Let me clarify on my previous remarks:
I was trying to point out that a change in potential is dependent upon the electric field. I wasn't trying to imply that the earth ( or ground) has a definitive potential value. Of course this value is arbitrary, like you said only the difference in potential is what matters. I failed to state that you can define the potential of a point to be any value you want and then must consider other values relative to this definition.

But are you implying that potential is not a property of space? For a given charge distribution there is a numerical value for potential at every point in space wrt some defined defined value at a given point.

16. Jan 21, 2005

### maverick280857

No I tend to agree with what you say now (I was unable to understand the implication in your very first post though). And yes, its a choice to take V(earth) as zero...I could well take it as a finite quantity as in the difference of potentials, this would cancel out just as a reference potential does (and we need not take it as infinity always).

17. Jan 21, 2005

### da_willem

I'm not sure if you should call the potential (maybe not even the fields) a property of space. But this is becoming more philiosophy than physics. So I'll let you return to your topic.

18. Jan 21, 2005

### maverick280857

Why do you think so mate?

19. Jan 21, 2005

### da_willem

Before Einsteins special relativity, they though electromagnetic waves were some sort of distortion of space, a ripple in the continuous background of space, the ether. The transormation formula for time and space made the assumption of an ether unnecessary.

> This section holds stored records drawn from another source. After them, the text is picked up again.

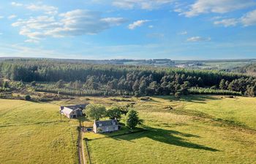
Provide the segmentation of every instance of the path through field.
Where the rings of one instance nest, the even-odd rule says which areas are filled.
[[[79,121],[78,128],[78,157],[80,164],[86,164],[86,160],[84,156],[83,144],[83,130],[82,130],[81,122]]]

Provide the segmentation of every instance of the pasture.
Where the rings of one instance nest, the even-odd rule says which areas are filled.
[[[154,97],[149,101],[129,100],[135,102],[135,108],[145,120],[143,128],[148,130],[108,138],[88,134],[92,163],[256,161],[255,98],[191,95],[180,101],[170,96]],[[129,103],[91,100],[99,101],[107,106]]]
[[[133,104],[146,129],[85,133],[93,164],[255,163],[256,98],[214,95],[80,97],[50,103],[0,99],[0,163],[78,163],[76,120],[60,104]],[[83,125],[91,122],[84,120]],[[135,130],[140,130],[136,129]]]
[[[78,163],[76,120],[59,106],[0,99],[0,163]]]

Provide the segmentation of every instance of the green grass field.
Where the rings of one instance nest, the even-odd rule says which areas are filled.
[[[256,163],[256,98],[132,100],[148,130],[108,138],[88,134],[102,138],[89,141],[92,163]],[[127,104],[91,101],[98,101]]]
[[[0,163],[78,163],[78,122],[59,108],[0,99]]]
[[[59,107],[84,102],[108,108],[133,102],[145,121],[140,128],[148,130],[118,136],[113,136],[127,129],[85,133],[93,164],[256,163],[255,98],[115,101],[118,98],[81,97],[51,103],[0,99],[0,163],[78,163],[78,120],[62,117],[60,122]]]

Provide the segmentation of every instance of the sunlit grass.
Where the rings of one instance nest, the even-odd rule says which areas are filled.
[[[0,163],[77,163],[76,121],[59,106],[0,99]]]

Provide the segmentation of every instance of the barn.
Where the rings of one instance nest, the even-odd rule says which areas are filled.
[[[118,130],[118,122],[116,120],[105,121],[94,121],[94,132],[95,133],[116,131]]]
[[[65,106],[61,106],[60,107],[60,112],[61,114],[65,115],[69,119],[75,119],[78,117],[83,116],[83,110],[87,105],[88,104]]]

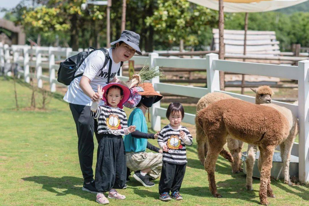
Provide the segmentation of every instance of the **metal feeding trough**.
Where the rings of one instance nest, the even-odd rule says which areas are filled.
[[[260,151],[256,152],[255,161],[253,168],[252,176],[255,177],[260,178],[260,175],[257,167],[257,160],[260,156]],[[247,174],[246,164],[246,159],[247,157],[247,152],[243,152],[242,154],[241,160],[243,160],[243,173]],[[291,155],[290,161],[290,176],[298,176],[298,157]],[[280,156],[280,152],[275,152],[273,157],[273,167],[271,169],[270,176],[273,178],[278,179],[283,179],[284,178],[284,169],[283,168],[283,163]]]

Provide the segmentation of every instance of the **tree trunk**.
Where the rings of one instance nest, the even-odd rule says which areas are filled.
[[[125,29],[125,14],[126,9],[126,0],[122,0],[122,14],[121,18],[121,32]]]
[[[247,46],[247,30],[248,30],[248,12],[246,12],[245,15],[245,35],[243,39],[243,55],[246,55],[246,49]],[[243,60],[245,61],[246,60],[244,59]],[[244,92],[244,88],[243,85],[245,84],[245,75],[243,74],[241,76],[241,94],[243,94]]]
[[[77,16],[74,15],[71,18],[71,25],[72,29],[71,30],[71,39],[70,46],[74,51],[77,51],[79,47],[78,29],[77,26]]]
[[[219,0],[219,58],[224,59],[224,43],[223,42],[223,32],[224,29],[224,13],[223,10],[223,0]],[[220,90],[224,90],[224,72],[219,72],[220,80]]]
[[[107,0],[107,9],[106,10],[106,47],[111,47],[111,6],[112,0]]]

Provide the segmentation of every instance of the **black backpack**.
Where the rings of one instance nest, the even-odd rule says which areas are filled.
[[[92,51],[89,52],[90,49],[93,49]],[[99,49],[95,49],[93,47],[90,47],[88,48],[87,52],[82,52],[76,55],[70,56],[66,60],[60,64],[60,66],[58,71],[58,77],[57,80],[59,82],[62,83],[65,85],[68,86],[71,84],[73,80],[77,77],[81,76],[83,73],[79,74],[75,76],[75,73],[78,68],[83,63],[85,59],[87,58],[88,55],[91,52],[96,50],[100,50],[103,52],[105,55],[105,61],[101,70],[104,68],[106,65],[107,62],[110,59],[108,51],[106,49],[102,47]],[[109,83],[109,79],[110,77],[111,71],[112,69],[112,62],[110,62],[109,67],[108,68],[108,72],[107,78],[107,83]],[[121,67],[123,64],[123,62],[121,62],[120,64]],[[119,68],[117,72],[117,75],[120,75],[120,68]]]

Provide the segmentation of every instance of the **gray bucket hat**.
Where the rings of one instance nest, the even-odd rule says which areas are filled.
[[[142,52],[138,46],[139,39],[139,34],[133,31],[125,30],[121,33],[119,39],[111,43],[111,45],[113,45],[122,41],[136,50],[137,53],[141,55]]]

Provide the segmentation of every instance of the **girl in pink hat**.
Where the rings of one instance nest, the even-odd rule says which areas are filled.
[[[117,83],[110,83],[103,88],[98,85],[100,99],[106,102],[98,106],[95,101],[91,107],[91,115],[98,120],[99,135],[97,157],[95,187],[98,191],[96,201],[108,204],[104,193],[109,192],[110,198],[123,200],[125,196],[115,189],[125,187],[126,177],[126,163],[122,136],[135,130],[134,126],[128,127],[123,104],[131,94],[128,88]],[[105,92],[104,93],[104,92]]]

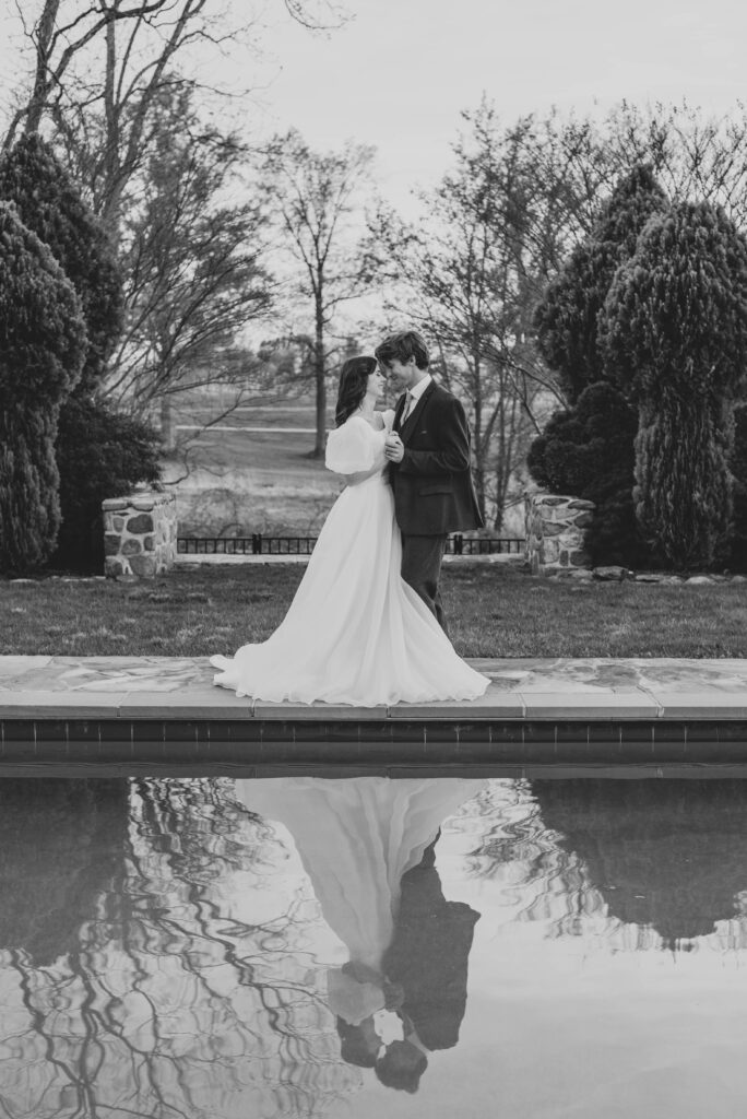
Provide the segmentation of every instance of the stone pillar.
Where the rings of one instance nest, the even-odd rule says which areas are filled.
[[[177,496],[143,490],[102,501],[104,574],[152,579],[177,555]]]
[[[535,575],[589,568],[586,529],[594,501],[555,493],[524,495],[526,557]]]

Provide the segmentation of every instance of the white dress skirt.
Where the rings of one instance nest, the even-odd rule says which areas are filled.
[[[261,645],[210,657],[214,683],[272,702],[324,700],[374,707],[474,699],[490,679],[462,660],[416,592],[401,579],[401,536],[385,469],[394,412],[375,431],[351,416],[330,432],[335,473],[378,469],[348,486],[324,521],[291,606]]]

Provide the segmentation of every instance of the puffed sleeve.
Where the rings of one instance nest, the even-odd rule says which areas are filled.
[[[335,474],[370,470],[376,455],[374,432],[365,420],[353,416],[335,427],[327,439],[324,466]]]

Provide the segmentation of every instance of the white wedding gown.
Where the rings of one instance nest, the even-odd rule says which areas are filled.
[[[233,658],[210,657],[214,683],[273,702],[374,707],[474,699],[488,684],[454,651],[438,622],[400,576],[401,537],[385,468],[394,412],[375,431],[351,416],[330,432],[327,467],[378,469],[348,486],[319,535],[287,614],[272,637]]]

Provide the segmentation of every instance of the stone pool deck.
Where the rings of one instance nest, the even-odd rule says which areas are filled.
[[[740,765],[747,660],[472,660],[470,703],[238,699],[207,658],[0,657],[0,765]]]

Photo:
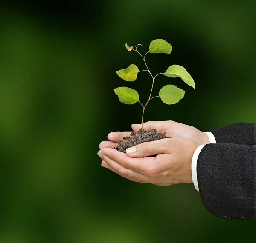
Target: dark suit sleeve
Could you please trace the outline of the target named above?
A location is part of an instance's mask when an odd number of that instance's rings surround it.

The general consensus among physicists is that electromagnetic fields are entities in itself and electromagnetic waves unlike mechanical waves not distortions in some sort of medium.

20. Jan 22, 2005

### maverick280857

Now, I know very little about physics so I cannot comment on that but I would like to believe that a simple visual picture about the original question would help and at the same time would some ideas about electromagnetism.